(Shell)-Fishing For Great Whites

I love white Burgundy but, when it comes to the range of terroirs and producers, I frequently feel like I have barely scratched the surface.  More than this, the prices for Premier Cru and Grand Cru can often be a real obstacle to dipping one's toe in the waters without the fear of losing a limb. Driven by that combined feeling of naiveté and frugality,  I went fishing for some affordable Great Whites to taste.  So, I lined up two village wines from Olivier Leflaive (samples kindly provided by Southern Wines).  I have to say, I was truly looking forward to these wines.

In anticipation, I had encouraged (begged) my wife to prepare some wonderful steamed mussels and baguette. So while I opened the wine and allowed it to breathe, the kitchen was progressively bathed in the glorious smell of mussels, shallots, diced tomatoes and warm, fresh-baked baguette.

I pulled the corks on the Leflaive 2010 Meursault ($45 USD) and the 2011 Puligny-Montrachet ($60 USD).  Although Meursault can produce some of the richest and fullest whites in Burgundy, they are frequently delicate when they are young.
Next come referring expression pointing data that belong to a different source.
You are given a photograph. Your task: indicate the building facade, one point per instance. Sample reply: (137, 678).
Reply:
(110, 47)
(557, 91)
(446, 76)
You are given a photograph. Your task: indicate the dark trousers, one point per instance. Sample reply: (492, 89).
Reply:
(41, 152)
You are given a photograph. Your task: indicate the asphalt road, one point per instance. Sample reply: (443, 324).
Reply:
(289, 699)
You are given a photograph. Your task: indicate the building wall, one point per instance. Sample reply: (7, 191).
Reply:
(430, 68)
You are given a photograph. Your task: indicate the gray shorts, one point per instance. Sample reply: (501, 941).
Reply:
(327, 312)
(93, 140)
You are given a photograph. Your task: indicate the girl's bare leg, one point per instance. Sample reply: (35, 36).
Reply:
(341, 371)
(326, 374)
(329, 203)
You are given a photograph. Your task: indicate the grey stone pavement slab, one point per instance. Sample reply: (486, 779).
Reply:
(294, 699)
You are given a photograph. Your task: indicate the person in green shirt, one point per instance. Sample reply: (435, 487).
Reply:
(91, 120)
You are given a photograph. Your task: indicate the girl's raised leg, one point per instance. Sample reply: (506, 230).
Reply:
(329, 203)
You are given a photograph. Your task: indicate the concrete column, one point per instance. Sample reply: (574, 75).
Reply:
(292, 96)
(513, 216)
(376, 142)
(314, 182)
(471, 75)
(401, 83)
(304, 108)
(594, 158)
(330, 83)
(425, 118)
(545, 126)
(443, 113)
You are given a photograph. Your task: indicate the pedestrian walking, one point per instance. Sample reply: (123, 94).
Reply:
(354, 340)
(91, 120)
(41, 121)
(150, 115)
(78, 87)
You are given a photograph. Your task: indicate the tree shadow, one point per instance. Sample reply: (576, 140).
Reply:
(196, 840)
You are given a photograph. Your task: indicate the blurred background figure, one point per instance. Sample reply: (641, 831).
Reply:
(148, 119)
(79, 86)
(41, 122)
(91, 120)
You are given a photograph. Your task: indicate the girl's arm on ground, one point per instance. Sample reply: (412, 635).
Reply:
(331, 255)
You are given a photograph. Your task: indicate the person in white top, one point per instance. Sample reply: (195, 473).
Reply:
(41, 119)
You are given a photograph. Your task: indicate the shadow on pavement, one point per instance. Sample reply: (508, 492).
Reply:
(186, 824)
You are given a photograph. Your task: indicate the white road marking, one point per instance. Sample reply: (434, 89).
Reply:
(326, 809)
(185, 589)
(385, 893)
I was intrigued by what I would encounter.

Leflaive 2010 Meursault  - Initially the Meursault appeared delicate but it was also a little too cold for my palate.  I know some like their whites to feel like they just stepped off a King Crab boat on the Bering Sea but I like mine a little less palate-shocking (60F).  When I returned to the glass, 20 minutes later, the aromatics had emerged. Lime and lemon zest (and pith) rolled over hints of white flowers, chalk and fern leaf. It almost reminded me of spring, despite the impending snow-storm outside.
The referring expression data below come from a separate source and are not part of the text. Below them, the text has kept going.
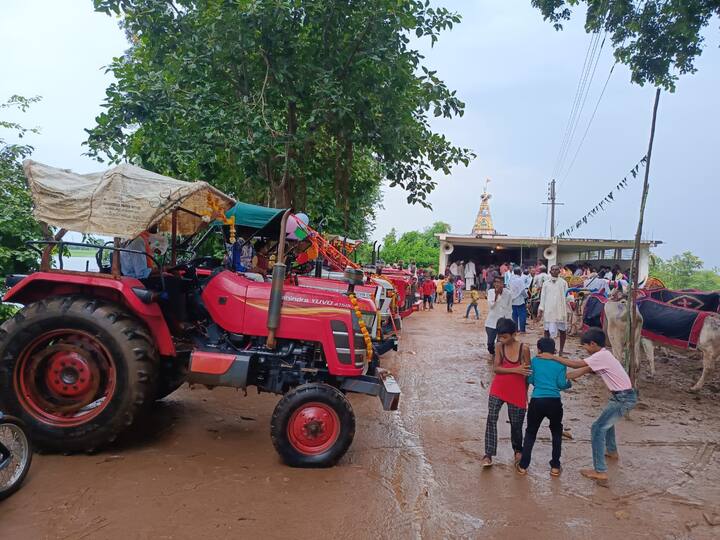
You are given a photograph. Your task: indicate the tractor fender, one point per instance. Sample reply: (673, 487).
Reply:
(41, 285)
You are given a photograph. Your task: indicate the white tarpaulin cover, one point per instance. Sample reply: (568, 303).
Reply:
(122, 201)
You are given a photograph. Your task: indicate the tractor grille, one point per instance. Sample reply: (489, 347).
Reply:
(341, 337)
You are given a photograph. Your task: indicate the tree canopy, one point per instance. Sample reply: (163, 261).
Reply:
(304, 103)
(419, 246)
(17, 224)
(685, 272)
(657, 39)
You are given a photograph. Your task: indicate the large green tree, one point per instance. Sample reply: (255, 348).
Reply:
(419, 246)
(685, 271)
(309, 103)
(17, 224)
(657, 39)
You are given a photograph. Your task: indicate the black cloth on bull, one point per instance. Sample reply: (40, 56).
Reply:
(592, 313)
(703, 301)
(671, 324)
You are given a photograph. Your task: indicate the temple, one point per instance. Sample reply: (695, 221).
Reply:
(483, 221)
(484, 246)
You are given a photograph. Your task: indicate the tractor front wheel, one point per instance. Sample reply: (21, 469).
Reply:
(313, 426)
(76, 371)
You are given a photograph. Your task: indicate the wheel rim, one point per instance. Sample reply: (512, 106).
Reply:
(15, 440)
(313, 428)
(65, 377)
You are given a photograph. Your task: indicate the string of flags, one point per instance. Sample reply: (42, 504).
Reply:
(609, 198)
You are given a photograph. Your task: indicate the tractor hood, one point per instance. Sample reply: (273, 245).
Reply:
(123, 201)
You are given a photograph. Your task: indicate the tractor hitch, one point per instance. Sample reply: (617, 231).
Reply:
(383, 385)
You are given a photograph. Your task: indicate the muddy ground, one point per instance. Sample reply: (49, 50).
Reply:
(201, 465)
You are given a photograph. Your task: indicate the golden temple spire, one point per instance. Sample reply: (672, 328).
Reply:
(483, 222)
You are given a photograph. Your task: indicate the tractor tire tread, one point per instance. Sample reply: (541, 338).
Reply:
(140, 360)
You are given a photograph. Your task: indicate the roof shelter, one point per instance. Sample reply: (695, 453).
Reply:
(488, 247)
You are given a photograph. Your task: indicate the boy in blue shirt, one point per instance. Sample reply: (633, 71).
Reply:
(548, 378)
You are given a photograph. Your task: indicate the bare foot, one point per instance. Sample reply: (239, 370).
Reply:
(593, 474)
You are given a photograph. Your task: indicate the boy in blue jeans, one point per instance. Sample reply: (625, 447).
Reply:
(548, 378)
(623, 398)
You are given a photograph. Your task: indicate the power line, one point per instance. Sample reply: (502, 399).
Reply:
(592, 56)
(587, 129)
(581, 81)
(582, 106)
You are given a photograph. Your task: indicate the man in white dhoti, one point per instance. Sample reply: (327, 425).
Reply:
(553, 306)
(469, 275)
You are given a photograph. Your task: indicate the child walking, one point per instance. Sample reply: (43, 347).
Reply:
(440, 289)
(512, 360)
(474, 297)
(623, 398)
(449, 293)
(548, 379)
(428, 288)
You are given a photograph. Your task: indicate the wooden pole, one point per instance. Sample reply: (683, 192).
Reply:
(635, 267)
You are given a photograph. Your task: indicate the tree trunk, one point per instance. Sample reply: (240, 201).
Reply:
(634, 269)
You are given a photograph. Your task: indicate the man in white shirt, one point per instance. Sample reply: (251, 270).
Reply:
(540, 278)
(518, 293)
(553, 306)
(499, 307)
(469, 275)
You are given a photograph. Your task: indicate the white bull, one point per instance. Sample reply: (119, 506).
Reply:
(616, 314)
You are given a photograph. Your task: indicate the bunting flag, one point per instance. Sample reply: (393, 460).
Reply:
(609, 198)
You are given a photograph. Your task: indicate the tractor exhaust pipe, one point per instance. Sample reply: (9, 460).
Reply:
(277, 285)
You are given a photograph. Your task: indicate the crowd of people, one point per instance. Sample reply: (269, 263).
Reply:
(514, 294)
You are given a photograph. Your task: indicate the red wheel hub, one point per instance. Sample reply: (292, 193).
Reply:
(68, 374)
(313, 428)
(65, 377)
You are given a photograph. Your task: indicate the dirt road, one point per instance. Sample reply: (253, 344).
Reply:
(201, 465)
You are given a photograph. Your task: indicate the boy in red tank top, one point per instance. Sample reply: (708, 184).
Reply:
(511, 366)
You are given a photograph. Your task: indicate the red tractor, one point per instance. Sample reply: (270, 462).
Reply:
(89, 350)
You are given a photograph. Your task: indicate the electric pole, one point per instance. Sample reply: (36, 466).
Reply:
(552, 202)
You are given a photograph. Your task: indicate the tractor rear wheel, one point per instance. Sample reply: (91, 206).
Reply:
(76, 371)
(313, 425)
(172, 373)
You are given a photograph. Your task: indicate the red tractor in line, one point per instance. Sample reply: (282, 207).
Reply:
(89, 350)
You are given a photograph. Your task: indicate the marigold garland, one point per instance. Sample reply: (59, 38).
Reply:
(363, 327)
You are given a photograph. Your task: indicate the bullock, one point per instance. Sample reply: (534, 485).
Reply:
(676, 327)
(615, 323)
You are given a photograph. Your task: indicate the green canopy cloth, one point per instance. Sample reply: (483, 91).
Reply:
(252, 219)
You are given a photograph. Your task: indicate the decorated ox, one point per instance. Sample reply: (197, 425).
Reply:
(667, 324)
(615, 323)
(575, 304)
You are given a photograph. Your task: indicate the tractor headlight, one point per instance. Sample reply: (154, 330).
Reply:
(369, 319)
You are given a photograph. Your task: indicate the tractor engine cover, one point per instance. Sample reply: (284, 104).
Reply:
(219, 369)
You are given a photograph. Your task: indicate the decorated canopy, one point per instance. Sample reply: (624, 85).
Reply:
(122, 201)
(250, 219)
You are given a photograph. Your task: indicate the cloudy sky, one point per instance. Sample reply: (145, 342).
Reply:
(518, 77)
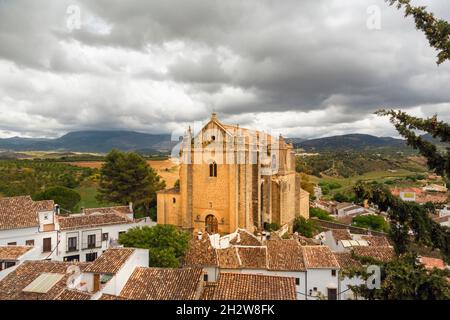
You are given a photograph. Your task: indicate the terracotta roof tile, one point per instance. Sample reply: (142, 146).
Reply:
(200, 253)
(377, 241)
(285, 255)
(317, 257)
(92, 220)
(163, 284)
(346, 261)
(110, 261)
(252, 257)
(120, 210)
(431, 263)
(235, 286)
(13, 252)
(228, 258)
(244, 238)
(341, 234)
(383, 254)
(74, 295)
(12, 285)
(111, 297)
(21, 212)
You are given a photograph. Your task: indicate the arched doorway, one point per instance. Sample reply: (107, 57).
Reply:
(211, 224)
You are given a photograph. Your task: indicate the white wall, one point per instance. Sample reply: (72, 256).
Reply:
(300, 289)
(344, 283)
(20, 236)
(113, 236)
(321, 279)
(445, 211)
(139, 258)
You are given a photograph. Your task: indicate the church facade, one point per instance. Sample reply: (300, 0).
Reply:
(232, 177)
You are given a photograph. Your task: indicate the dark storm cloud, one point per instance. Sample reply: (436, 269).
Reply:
(155, 65)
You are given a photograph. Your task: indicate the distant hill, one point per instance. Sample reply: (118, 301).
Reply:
(350, 142)
(92, 141)
(104, 141)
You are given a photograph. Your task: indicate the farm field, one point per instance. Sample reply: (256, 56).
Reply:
(165, 168)
(88, 192)
(348, 183)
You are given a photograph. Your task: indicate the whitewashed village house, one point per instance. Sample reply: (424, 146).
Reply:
(314, 268)
(122, 274)
(81, 237)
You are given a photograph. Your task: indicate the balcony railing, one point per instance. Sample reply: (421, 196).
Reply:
(91, 245)
(72, 249)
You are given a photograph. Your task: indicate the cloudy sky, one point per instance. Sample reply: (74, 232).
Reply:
(308, 68)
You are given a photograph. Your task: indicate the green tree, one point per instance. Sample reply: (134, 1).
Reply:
(406, 279)
(126, 177)
(407, 216)
(320, 214)
(436, 30)
(271, 226)
(376, 223)
(306, 184)
(65, 197)
(167, 245)
(407, 126)
(341, 197)
(306, 228)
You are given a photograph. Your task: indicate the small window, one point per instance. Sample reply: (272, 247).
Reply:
(213, 169)
(46, 244)
(72, 244)
(91, 257)
(91, 241)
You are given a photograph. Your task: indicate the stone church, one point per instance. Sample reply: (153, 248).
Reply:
(230, 178)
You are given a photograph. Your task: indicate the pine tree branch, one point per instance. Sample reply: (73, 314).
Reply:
(436, 30)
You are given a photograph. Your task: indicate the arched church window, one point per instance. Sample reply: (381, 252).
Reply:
(211, 224)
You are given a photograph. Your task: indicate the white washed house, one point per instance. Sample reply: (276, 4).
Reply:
(81, 237)
(25, 222)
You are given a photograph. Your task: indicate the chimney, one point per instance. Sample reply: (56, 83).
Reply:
(130, 207)
(366, 203)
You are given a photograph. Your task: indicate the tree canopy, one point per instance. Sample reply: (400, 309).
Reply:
(406, 279)
(167, 245)
(405, 217)
(407, 127)
(65, 197)
(436, 30)
(126, 177)
(306, 228)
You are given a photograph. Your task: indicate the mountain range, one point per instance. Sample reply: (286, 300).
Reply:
(104, 141)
The mouth feel was soft and round, and served as a great contrast to the wonderfully enthusiastic front of palate attack of bright acidity.   It was clean and bright, showing citrus, bitter apple pit, white peach, apricot, buttered toast and perhaps a little spice.  As it warmed up (and again on the second day) the palate was softer still, and showed progressively greater evidence of the buttered toast element. Think of it a little like the interplay of clarified butter and fresh lemon squeezed over freshly steamed Maine lobster. And now I’m hungry all over again. I fear weight loss is not in my future. In the land of ratings, the Leflaive 2010 Meursault definitely warrants an 89+ point score and should be readily found from any good Sommelier on the corner (fine wine store).  

It’s counterpart on this occasion, the 2011 Puligny-Montrachet - kicked things up another notch or two. The high quality of Chardonnay produced truly there reflects a rarity of nature not unlike winning the lottery. A viticulturists Powerball or sorts, driven by climate, soil and the topographical context (limestone soils, climate, drainage, altitude, aspect).  Vines grow on elevated slopes that orient them to catch the best of the available sunshine while simultaneously forcing them the reach their roots deep into the soil in search of water.

Right out of the blocks, the aromatics of the the Puligny were much more prominent than in the Meursault, creamier and accompanied by great spice (hazelnut, almond). The nose was wrapped up in an intriguing and very lovely world of lemon zest, pear and almost smoky, stone dust/chalky minerality. Given the choice, THIS is the aromatic cloud I want to walk through when I enter the department store (or open a Chardonnay) and not the viscous, musky overly perfumed mutton dressed as Corton. 

The palate displayed a lovely complexity, with spiced poached pears, meyer lemon and apricot. There was a little more vanillin evident here than in the Meursault but it was well balanced. The mouth feel was smooth, like suede, though not so soft that it seems flabby. It retained a taut and energetic feel.  It was mouthwatering, clean and cleansing but the acidity and less overtly aggressive than the Meursault, and helped drive a long finish with a focused fruit core. 

Both wines performed wonderfully well with the mussels, and would equally support that outstanding lobster I mentioned at the start.  However, I won’t wait until my next lobster meal to buy some more of these, especially when there are plenty of fresh mussels waiting to by devoured with fresh baguette.  If you pick up a bottle or two, I trust you will find something similarly fun and delicious to enjoy with them.  If not, drop me a note and I will share my wife’s recipe for mussels.

In my book, the Puligny garners a little extra love (90-92 points). The structure, focus and complexity just edged out that of the Meursault, despite the additional cost. Both, however, do pass the "would I buy more?" test. These are beautifully constructed food wines, and well worth exploration with your favorite seafood. Go catch your own Great White. Happy fishing!



Anonymous said…
Fabulous write-up! Great job again....
Unknown said…
Andy, you know Burgundy wine is a joy to drink. You give the reader an insider's peek into the joy of white Burgundy that many Americans have not experienced. Readers need to find these and break open a bottle to enjoy for themselves!

Well said.
Unknown said…
Cheers Greg, the more I delve into Burgundy, the more I realize how mush there is to explore - at (almost) all points on the price spectrum. I look forward to their continued exploration.